John de Leon (February 14, 1962 – April 10, 2025) was a Cuban-American attorney known for his work on immigration and civil rights issues. His cases were the subject of reports in The New York Times and ABC News and he was a frequent guest on Spanish-language news and opinion programs and local media discussing immigration and other human-rights topics. He also appeared as a legal commentator on CNN.

De Leon was managing partner of the Miami law offices of Chavez & de Leon, P.A, which he co-founded with Fernando Chavez, son of the labor rights activist Cesar Chavez, in 2003. De Leon was cited as a top 100 trial lawyer by the National Trial Lawyers (NTL) organization.

Called a "Civic-Minded Lawyer [Who] Fights for the Rights of Immigrants" by Hispanic Executive magazine, de Leon was once named "Best Promoter of Social Diversity" by Miami New Times and one of "Forty to Watch in the New Century" by The Miami Herald. He often lectured on the subject of immigration, and authored several op-ed pieces on the theme of civil liberties.

He was also a past recipient of the Stanley Milledge Award for lifetime achievements from the Greater Miami chapter of the American Civil Liberties Union (ACLU), of which he was twice president.
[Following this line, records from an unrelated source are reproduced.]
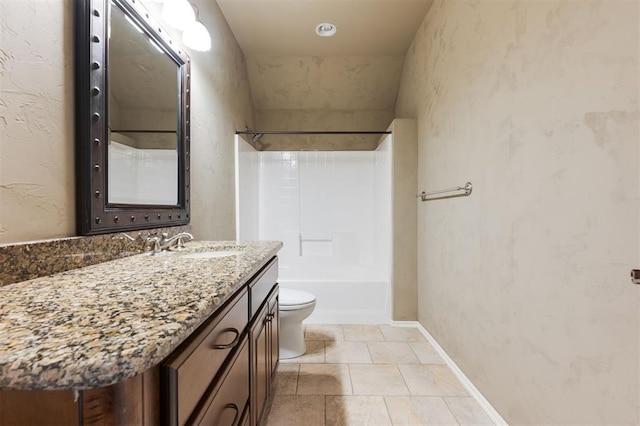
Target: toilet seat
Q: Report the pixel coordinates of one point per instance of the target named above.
(291, 300)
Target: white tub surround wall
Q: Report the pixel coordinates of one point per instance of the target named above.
(332, 211)
(525, 283)
(147, 176)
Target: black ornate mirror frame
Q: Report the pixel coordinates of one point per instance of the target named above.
(94, 214)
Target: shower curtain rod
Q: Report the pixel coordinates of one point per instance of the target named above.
(309, 132)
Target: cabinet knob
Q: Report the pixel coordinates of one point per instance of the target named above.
(236, 415)
(228, 345)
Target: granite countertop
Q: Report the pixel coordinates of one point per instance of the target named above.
(98, 325)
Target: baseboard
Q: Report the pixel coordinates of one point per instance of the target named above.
(341, 316)
(464, 380)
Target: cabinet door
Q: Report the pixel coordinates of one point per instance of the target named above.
(274, 332)
(260, 364)
(228, 401)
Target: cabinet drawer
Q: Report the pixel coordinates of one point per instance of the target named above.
(229, 399)
(262, 285)
(191, 370)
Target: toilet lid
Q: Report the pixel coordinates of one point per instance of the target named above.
(290, 297)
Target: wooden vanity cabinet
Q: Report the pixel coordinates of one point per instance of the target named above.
(191, 369)
(220, 375)
(264, 354)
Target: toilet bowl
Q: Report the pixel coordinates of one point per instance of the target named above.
(295, 307)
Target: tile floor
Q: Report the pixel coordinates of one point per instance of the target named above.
(369, 375)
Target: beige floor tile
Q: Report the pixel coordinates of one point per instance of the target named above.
(324, 379)
(401, 334)
(362, 333)
(324, 332)
(294, 410)
(286, 379)
(346, 352)
(377, 379)
(418, 410)
(467, 411)
(392, 353)
(426, 353)
(431, 380)
(356, 411)
(314, 354)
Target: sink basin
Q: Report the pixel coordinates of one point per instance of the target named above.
(212, 254)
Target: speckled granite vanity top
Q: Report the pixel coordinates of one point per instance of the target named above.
(98, 325)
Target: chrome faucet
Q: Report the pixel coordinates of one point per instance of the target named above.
(164, 242)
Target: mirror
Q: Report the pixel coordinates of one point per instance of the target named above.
(132, 120)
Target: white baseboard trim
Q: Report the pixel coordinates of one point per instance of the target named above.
(342, 316)
(464, 380)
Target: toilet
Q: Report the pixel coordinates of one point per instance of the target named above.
(295, 307)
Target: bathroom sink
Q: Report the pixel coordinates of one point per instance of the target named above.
(212, 254)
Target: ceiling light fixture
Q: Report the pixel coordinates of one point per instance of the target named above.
(182, 15)
(326, 29)
(178, 13)
(197, 37)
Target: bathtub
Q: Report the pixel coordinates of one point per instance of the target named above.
(343, 295)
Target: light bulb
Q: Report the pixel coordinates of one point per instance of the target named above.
(197, 37)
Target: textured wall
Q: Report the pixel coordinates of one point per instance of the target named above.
(220, 105)
(404, 205)
(37, 111)
(36, 120)
(323, 93)
(325, 120)
(525, 283)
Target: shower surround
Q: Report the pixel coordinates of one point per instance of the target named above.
(332, 211)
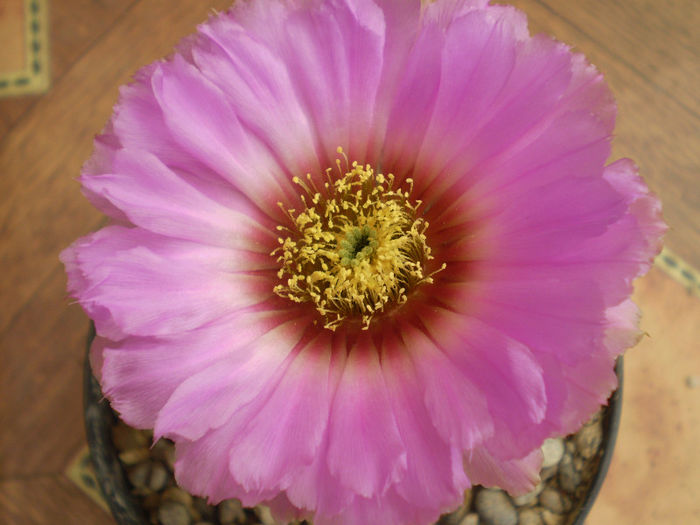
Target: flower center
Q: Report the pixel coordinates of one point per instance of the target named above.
(356, 248)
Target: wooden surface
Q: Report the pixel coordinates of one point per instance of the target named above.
(649, 53)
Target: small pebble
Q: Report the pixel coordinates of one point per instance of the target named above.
(138, 475)
(178, 495)
(231, 511)
(470, 519)
(127, 438)
(495, 508)
(569, 477)
(548, 473)
(206, 511)
(589, 438)
(134, 456)
(530, 517)
(549, 518)
(529, 499)
(173, 513)
(552, 451)
(158, 478)
(551, 499)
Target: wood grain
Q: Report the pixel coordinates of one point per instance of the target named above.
(76, 25)
(47, 500)
(658, 123)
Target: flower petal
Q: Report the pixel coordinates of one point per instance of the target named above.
(133, 282)
(363, 427)
(158, 199)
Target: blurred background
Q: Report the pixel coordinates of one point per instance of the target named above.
(61, 63)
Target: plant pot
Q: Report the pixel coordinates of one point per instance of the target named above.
(129, 509)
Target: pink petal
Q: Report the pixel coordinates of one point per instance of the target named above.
(158, 199)
(140, 374)
(250, 369)
(365, 450)
(456, 406)
(134, 282)
(202, 122)
(506, 372)
(517, 476)
(434, 476)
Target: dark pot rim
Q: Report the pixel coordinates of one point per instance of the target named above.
(99, 419)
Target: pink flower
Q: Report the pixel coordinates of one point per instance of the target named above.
(365, 350)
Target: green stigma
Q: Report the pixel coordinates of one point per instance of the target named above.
(357, 245)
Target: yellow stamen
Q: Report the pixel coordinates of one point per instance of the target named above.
(355, 249)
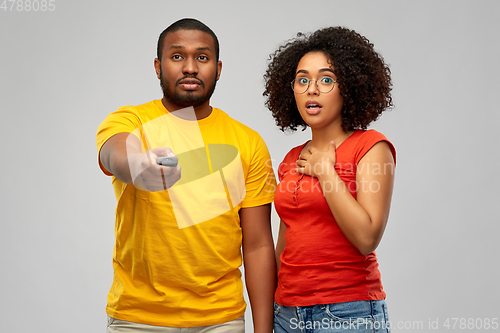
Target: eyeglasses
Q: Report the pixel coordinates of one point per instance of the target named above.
(324, 84)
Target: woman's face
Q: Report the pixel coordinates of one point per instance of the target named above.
(318, 109)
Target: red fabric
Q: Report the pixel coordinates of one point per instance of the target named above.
(319, 265)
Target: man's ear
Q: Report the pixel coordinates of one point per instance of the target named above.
(219, 69)
(157, 67)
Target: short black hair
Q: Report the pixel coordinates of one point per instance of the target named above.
(187, 24)
(363, 76)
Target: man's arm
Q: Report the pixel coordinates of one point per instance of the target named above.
(121, 155)
(260, 265)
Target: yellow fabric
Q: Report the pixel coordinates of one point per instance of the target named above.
(177, 253)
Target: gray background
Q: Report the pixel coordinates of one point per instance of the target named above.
(62, 72)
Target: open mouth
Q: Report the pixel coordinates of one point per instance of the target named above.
(313, 107)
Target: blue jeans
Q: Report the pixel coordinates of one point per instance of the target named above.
(359, 316)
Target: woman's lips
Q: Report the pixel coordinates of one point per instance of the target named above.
(313, 107)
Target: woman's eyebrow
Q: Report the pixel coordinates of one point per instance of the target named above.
(320, 71)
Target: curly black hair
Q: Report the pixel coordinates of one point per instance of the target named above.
(363, 77)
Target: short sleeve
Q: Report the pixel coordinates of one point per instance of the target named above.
(366, 142)
(260, 183)
(124, 120)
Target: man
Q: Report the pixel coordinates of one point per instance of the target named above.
(179, 229)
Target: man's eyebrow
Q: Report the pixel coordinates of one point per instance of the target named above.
(205, 48)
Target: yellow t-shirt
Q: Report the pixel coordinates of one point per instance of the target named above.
(177, 253)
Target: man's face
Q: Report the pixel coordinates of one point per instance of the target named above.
(188, 70)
Of de Leon's first tenure as head of that organization, writer Jacob Bernstein noted in a 2001 article in The Miami New Times that, "His tireless advocacy raised both the profile of his organization, the American Civil Liberties Union, and the importance of the Bill of Rights to heretofore unknown levels of recognition in South Florida." In an article that appeared around the same time in The Miami Herald, Meg Laughlin wrote, "What de Leon is credited with doing in Miami is bringing a very divided community together under the umbrella of individual rights for everyone - whether to the political right or left." In 2019, de Leon was honored with the C. Clyde Atkins Civil Liberties Award by the Greater Miami chapter of the ACLU of Florida, in recognition of his work in the South Florida community.

The youngest child of exiled Cuban parents who came to the U.S. in 1959, de Leon began his law career with the Miami-Dade Public Defender's Office, where he tried cases as an assistant public defender from 1987 to 2001. Prior to forming Chavez & de Leon, he worked in Bogotá, Colombia as an administration-of-justice specialist on a USAID-funded project that assisted the Colombian government on issues relating to criminal defense and trial concerns.

He attended Archbishop Curley, which later became Archbishop Curley-Notre Dame High School, in Miami, and received a cum laude A.B. degree from the University of Miami in 1983, his J.D. from the Georgetown University Law Center in 1986, as well as a master's in international affairs from Columbia University's School of International and Public Affairs in 1992.

De Leon was a board member of the ACLU of Greater Miami, and previously, the Americans for Immigrant Justice (formerly the Florida Immigrant Advocacy Center). He also served on the executive committee of the National Latino Trial Lawyers Association (NLTLA) and the Community Advisory Board for Florida International University College of Law.